Il ne suffit pas de penser aux pauvres et pour les pauvres, mais avec les pauvres, avec les exclus. De même en théologie, nous avons trop souvent « étudié les pauvres », mais nous avons peu étudié « avec les pauvres » : d’objet de science, ils doivent devenir sujets, parce que chaque personne a des histoires à raconter, une pensée sur le monde : la première pauvreté des pauvres est d’être exclus de la parole, exclus de la possibilité même d’exprimer une pensée considérée comme sérieuse. Il s’agit de dignité et de respect, trop souvent refusés.
Et maintenant l’économie du chemin. Si nous regardons l’expérience de Jésus et des premiers disciples, c’est celle du « fils de l’homme qui ne sait pas où poser sa tête » (Lc 9). L’une des plus anciennes façons de décrire les chrétiens était : « ceux qui sont sur la route ». Et lorsque François d’Assise, qui nous est si cher, a commencé sa révolution en partie économique au nom du seul l’Évangile, il est devenu mendiant, vagabond : il s’est mis à marcher, quittant la maison de son père Bernardone. Quel chemin, alors, pour ceux qui veulent renouer avec les racines ? Le chemin des pèlerins a toujours été risqué, fait de confiance et de vulnérabilité. Celui qui l’entreprend doit rapidement reconnaître sa dépendance à l’égard des autres tout au long du chemin : de la même façon, vous le comprenez, l’économie est tributaire d’autres disciplines et d’autres savoirs. Et comme le pèlerin sait que son voyage sera poussiéreux, vous savez que le bien commun exige un engagement qui vous salit les mains.

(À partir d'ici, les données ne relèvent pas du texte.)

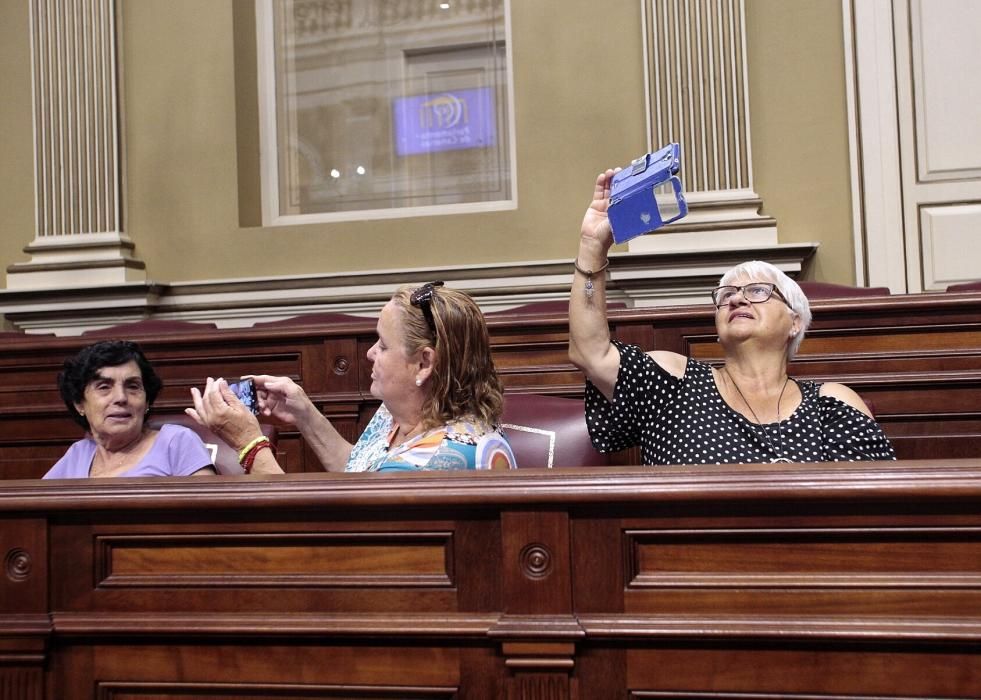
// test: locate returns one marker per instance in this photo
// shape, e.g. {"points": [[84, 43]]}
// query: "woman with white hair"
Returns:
{"points": [[682, 411]]}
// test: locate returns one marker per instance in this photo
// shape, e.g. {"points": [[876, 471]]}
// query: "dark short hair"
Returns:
{"points": [[82, 368]]}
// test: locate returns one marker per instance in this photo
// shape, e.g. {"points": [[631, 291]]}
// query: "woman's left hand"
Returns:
{"points": [[219, 410]]}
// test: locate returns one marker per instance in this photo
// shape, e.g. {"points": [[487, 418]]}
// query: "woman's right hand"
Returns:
{"points": [[597, 234], [283, 399], [219, 409]]}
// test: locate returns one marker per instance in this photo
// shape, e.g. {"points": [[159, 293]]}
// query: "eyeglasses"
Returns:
{"points": [[754, 292], [423, 298]]}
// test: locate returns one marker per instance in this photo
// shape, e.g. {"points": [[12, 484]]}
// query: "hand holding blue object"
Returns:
{"points": [[634, 209]]}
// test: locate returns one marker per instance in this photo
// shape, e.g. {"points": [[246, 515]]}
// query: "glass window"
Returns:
{"points": [[384, 108]]}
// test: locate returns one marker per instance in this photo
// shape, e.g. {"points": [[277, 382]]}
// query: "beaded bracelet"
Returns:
{"points": [[589, 275], [245, 450], [250, 457]]}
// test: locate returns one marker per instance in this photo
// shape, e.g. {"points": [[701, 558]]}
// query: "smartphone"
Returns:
{"points": [[245, 391], [647, 194]]}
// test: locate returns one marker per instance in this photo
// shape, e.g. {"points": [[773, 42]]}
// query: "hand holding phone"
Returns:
{"points": [[246, 393]]}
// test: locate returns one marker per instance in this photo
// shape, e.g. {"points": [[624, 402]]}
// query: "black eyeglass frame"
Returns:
{"points": [[423, 299], [740, 290]]}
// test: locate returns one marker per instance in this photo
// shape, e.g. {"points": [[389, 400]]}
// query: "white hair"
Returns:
{"points": [[759, 271]]}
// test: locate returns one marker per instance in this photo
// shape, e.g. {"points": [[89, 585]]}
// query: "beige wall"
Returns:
{"points": [[189, 134]]}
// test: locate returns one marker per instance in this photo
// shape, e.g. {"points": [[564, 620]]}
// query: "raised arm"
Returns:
{"points": [[589, 331]]}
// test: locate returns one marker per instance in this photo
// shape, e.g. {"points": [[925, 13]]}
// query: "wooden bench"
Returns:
{"points": [[915, 358]]}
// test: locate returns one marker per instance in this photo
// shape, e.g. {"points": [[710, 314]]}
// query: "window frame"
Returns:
{"points": [[269, 143]]}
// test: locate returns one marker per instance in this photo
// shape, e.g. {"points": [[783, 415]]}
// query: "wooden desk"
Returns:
{"points": [[915, 358], [758, 581]]}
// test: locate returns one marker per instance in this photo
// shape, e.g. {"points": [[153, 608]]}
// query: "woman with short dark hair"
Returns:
{"points": [[108, 389]]}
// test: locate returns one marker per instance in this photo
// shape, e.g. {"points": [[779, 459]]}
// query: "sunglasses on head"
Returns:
{"points": [[423, 298]]}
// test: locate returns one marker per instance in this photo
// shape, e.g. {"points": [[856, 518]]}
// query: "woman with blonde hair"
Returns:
{"points": [[433, 372]]}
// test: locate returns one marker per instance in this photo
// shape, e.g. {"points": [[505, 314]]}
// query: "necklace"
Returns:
{"points": [[766, 434]]}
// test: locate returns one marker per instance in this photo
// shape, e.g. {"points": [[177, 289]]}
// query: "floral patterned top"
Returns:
{"points": [[462, 444]]}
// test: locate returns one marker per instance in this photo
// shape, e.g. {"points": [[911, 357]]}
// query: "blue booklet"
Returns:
{"points": [[634, 208]]}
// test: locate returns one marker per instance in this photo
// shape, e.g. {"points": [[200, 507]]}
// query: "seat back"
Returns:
{"points": [[223, 457], [549, 431], [830, 290]]}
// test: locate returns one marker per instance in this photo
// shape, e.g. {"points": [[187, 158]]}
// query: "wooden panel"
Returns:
{"points": [[739, 581]]}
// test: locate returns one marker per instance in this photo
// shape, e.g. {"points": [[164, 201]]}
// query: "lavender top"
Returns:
{"points": [[177, 451]]}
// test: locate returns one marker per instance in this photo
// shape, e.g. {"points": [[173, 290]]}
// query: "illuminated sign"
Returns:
{"points": [[446, 121]]}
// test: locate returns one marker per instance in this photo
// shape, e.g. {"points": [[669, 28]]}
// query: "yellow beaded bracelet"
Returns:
{"points": [[245, 450]]}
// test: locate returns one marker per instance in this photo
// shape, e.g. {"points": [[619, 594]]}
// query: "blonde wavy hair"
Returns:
{"points": [[464, 381]]}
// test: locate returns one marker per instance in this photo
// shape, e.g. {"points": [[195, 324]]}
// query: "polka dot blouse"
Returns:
{"points": [[686, 421]]}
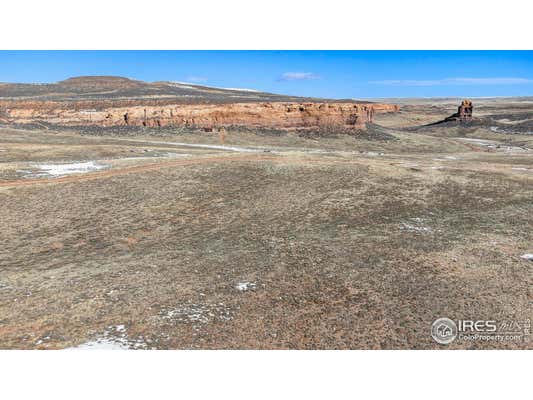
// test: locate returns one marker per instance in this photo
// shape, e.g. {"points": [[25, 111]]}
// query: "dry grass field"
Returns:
{"points": [[278, 241]]}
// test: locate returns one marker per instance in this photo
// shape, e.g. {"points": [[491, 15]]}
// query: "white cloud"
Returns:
{"points": [[454, 81], [196, 79], [298, 76]]}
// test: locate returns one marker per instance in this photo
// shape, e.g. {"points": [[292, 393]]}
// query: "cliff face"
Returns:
{"points": [[280, 115]]}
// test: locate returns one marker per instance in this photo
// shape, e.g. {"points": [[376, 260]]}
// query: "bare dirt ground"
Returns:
{"points": [[277, 241]]}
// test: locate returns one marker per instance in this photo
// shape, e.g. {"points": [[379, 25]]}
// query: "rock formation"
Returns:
{"points": [[278, 115], [464, 112]]}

Seules des mains sales peuvent changer la terre : la justice se vit, la charité s’incarne et, solidaires dans ces défis, il vous faut persévérer avec courage. Être des économistes et des entrepreneurs « de François » aujourd’hui signifie nécessairement être des femmes et des hommes de paix : ne pas se résigner, œuvrer pour la paix.
Chers jeunes, n’ayez pas peur des tensions et des conflits, essayez de les habiter et de les humaniser, chaque jour. Je vous confie la tâche de garder la maison commune et d’avoir le courage du voyage.
C’est difficile, mais je sais que vous pouvez le faire parce que vous le faites déjà. Je sais qu’il faut du temps pour voir fructifier vos efforts et partager vos rêves au sein de vos Églises et parmi les réalités économiques des territoires que vous habitez. La réalité semble déjà configurée, souvent aussi imperméable qu’un sol sur lequel il n’a pas plu depuis trop longtemps. Faites preuve de patience et d’ingéniosité pour vous faire connaître et établir progressivement des liens plus stables et plus fructueux. Le désir d’un monde nouveau est plus répandu qu’il n’y paraît. Ne vous refermez pas sur vous-mêmes : les oasis dans le désert sont des lieux auxquels tout le monde doit avoir accès, des carrefours où s’arrêter et d’où l’on peut repartir différent. Restez donc ouverts et cherchez avec détermination et enthousiasme vos collègues, vos évêques, vos concitoyens. Et en cela, je le répète, que les pauvres soient avec vous. Donnez une voix et une forme à un peuple, parce que l’application concrète de l’économie et des solutions que vous étudiez et expérimentez concernent la vie de tous. Il y a plus de place pour vous qu’il n’y paraît aujourd’hui. Je vous demande donc de rester activement unis, en construisant sur des questions opérationnelles de véritables ponts entre les continents, qui sortiront définitivement l’humanité de l’ère coloniale et de l’inégalité. Donnez des visages, des contenus et des projets à une fraternité universelle. Soyez des pionniers de la vie économique et entrepreneuriale du développement humain intégral.
Je vous fais confiance, et n’oubliez jamais : je vous aime beaucoup.